James Hayward and Niall Ferris do not intend to make the same mistake. They have devised a game called 'Who's in the Bag?', based on a Victorian parlour game. The objective is to describe famous characters, whose names are written on cards drawn from a bag, to the other members of the player's team. The game continues until all the cards are drawn from the bag and the team with the most cards wins.

In Britain, most forms of intellectual property are governed by the Copyright Designs and Patents Act 1988 and the Patents Act 1977. The Copyright Act protects material recorded in a tangible form, which includes anything on paper, on film and in electronic form (such as computer tapes), as well as artistic works and broadcasts.

Copyright protection is obtained automatically when the idea is produced. However, Lynda Farmer, an intellectual property specialist with a City law firm, Turner Kenneth Brown, said: 'I would advise any client to take practical steps to record their ownership, such as getting into the habit of putting the copyright symbol, the name of the author and the date of creation on every piece of work.'

Copying, modifying or translating material without permission amounts to an infringement of copyright, though it does not prevent others using the information.

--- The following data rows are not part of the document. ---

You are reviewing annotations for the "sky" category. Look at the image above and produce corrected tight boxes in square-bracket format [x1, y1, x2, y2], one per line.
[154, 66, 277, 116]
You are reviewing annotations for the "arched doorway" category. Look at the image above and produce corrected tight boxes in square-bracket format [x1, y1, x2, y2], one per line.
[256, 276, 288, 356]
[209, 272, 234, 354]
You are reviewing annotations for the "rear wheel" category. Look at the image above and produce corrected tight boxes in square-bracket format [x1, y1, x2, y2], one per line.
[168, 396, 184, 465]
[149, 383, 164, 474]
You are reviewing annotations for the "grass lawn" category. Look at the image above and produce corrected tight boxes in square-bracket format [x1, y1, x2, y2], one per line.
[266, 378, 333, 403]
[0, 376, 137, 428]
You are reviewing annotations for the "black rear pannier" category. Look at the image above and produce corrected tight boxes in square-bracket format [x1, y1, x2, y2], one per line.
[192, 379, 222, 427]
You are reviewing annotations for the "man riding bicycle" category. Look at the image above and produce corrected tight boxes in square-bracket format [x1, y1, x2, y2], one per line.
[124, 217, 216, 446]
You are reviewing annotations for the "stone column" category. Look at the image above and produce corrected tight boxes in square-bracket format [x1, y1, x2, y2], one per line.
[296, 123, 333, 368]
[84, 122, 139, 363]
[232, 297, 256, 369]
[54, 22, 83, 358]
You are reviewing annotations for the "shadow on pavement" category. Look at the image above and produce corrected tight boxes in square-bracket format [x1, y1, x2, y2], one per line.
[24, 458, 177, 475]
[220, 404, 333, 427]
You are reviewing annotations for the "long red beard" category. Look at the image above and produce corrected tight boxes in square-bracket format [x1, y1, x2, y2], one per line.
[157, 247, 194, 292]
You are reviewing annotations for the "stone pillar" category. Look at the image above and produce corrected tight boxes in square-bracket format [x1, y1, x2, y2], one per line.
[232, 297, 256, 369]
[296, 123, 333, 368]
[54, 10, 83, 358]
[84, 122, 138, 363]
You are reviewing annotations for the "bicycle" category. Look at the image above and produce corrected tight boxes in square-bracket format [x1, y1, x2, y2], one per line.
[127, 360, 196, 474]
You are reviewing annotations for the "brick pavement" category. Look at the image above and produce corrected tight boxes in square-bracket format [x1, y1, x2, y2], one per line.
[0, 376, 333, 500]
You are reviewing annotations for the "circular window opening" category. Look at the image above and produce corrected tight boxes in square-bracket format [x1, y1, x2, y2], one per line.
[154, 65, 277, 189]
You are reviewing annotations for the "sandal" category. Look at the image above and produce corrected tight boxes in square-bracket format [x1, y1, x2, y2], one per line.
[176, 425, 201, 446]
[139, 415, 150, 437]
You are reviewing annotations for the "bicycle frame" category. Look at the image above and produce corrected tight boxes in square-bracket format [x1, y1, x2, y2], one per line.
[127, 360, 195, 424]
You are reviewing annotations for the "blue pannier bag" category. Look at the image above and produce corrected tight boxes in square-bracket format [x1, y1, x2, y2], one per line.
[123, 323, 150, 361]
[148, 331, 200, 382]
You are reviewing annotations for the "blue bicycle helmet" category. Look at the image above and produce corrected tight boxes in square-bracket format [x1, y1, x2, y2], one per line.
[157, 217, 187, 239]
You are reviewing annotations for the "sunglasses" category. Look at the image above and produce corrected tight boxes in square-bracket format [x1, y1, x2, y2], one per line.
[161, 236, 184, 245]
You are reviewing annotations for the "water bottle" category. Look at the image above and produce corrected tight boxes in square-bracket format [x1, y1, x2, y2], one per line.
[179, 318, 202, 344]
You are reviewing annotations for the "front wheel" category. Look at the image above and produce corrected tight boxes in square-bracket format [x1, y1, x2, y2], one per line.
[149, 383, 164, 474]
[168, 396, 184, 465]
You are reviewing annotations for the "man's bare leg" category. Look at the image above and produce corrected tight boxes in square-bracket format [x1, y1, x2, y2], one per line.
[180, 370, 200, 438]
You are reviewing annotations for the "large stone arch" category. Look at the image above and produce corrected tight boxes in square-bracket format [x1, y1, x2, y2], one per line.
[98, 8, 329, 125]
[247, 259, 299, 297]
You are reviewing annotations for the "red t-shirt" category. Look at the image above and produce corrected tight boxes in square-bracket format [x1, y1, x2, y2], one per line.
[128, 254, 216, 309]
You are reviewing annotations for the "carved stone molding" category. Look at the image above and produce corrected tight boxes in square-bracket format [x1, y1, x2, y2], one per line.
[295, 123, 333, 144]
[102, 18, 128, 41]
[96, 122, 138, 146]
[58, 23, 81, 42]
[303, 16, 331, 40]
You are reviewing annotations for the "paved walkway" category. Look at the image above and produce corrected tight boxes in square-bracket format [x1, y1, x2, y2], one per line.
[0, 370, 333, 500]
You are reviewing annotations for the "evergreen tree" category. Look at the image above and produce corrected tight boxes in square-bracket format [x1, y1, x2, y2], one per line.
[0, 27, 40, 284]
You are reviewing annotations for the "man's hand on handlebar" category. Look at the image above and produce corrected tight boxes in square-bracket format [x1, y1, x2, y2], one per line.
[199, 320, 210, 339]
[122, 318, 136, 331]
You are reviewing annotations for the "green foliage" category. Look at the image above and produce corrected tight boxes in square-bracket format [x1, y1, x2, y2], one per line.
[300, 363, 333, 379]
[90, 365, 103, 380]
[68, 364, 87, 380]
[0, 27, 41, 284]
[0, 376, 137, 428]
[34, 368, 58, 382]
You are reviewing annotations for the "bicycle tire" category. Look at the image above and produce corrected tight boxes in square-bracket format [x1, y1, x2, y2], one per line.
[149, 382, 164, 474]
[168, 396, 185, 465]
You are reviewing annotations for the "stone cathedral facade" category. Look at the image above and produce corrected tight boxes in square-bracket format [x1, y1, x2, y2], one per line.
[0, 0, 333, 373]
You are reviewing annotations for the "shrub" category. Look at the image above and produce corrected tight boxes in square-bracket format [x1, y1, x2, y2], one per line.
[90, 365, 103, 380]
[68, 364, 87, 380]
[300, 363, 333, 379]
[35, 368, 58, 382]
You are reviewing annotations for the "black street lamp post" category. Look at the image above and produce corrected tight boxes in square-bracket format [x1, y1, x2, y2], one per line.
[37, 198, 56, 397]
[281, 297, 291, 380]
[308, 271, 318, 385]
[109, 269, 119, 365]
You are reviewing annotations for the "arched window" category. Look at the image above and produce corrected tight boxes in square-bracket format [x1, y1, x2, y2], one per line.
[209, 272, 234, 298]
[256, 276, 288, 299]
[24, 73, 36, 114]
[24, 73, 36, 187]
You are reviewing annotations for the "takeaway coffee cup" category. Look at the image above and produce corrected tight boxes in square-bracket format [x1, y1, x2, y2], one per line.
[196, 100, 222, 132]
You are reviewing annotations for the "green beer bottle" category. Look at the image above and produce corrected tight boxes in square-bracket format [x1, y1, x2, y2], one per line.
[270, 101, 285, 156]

Infringements entitle an author to apply for an injunction to prevent further unauthorised use. Alternatively, the author can sue for damages. Copyright protection stays in force for 50 years beyond the author's life.

Mr Hayward and Mr Ferris are also registering their game with the Designs Registry. Registration means the owner can prevent others using the same or a similar design. The sanction for using an unauthorised design is the same as that for breach of copyright.

Anyone intent on exploiting an idea should make a search of the registry before incurring substantial costs in developing and promoting the concept. Design protection lasts for 25 years provided the renewal fees are paid.

'Who's in the Bag' will also be registered as a trademark. Before the Trade Marks Registry will register a mark it must be satisfied that the logo or words are distinctive and the trademark is not misleading or similar to existing marks. Protection lasts for as long as the renewal fees are paid, and prevents others using similar marks. Registering a trademark can take at least two years, Ms Farmer says.

Mr Hayward and Mr Ferris also spent a considerable sum employing an agent to register the trademark and design worldwide. According to Mr Hayward, it has cost on average pounds 500 per country to obtain protection. Most of the leading industrial nations are signatories to conventions giving copyright created in one country protection in other signatory states.

As Mr Hayward says: 'Ultimately, it is not worth the expense of protecting an idea unless it has a good chance of succeeding commercially. Fortunately, the reaction received from those retailers who have seen the game has been very positive. To date stockists include Harrods, Hamleys, Selfridges, Virgin and Debenhams.'

Securing intellectual property rights is also of little use unless there are funds to bring a legal action. As a precaution they have taken legal expenses insurance.

'Who's in the Bag?' is due to be launched in August.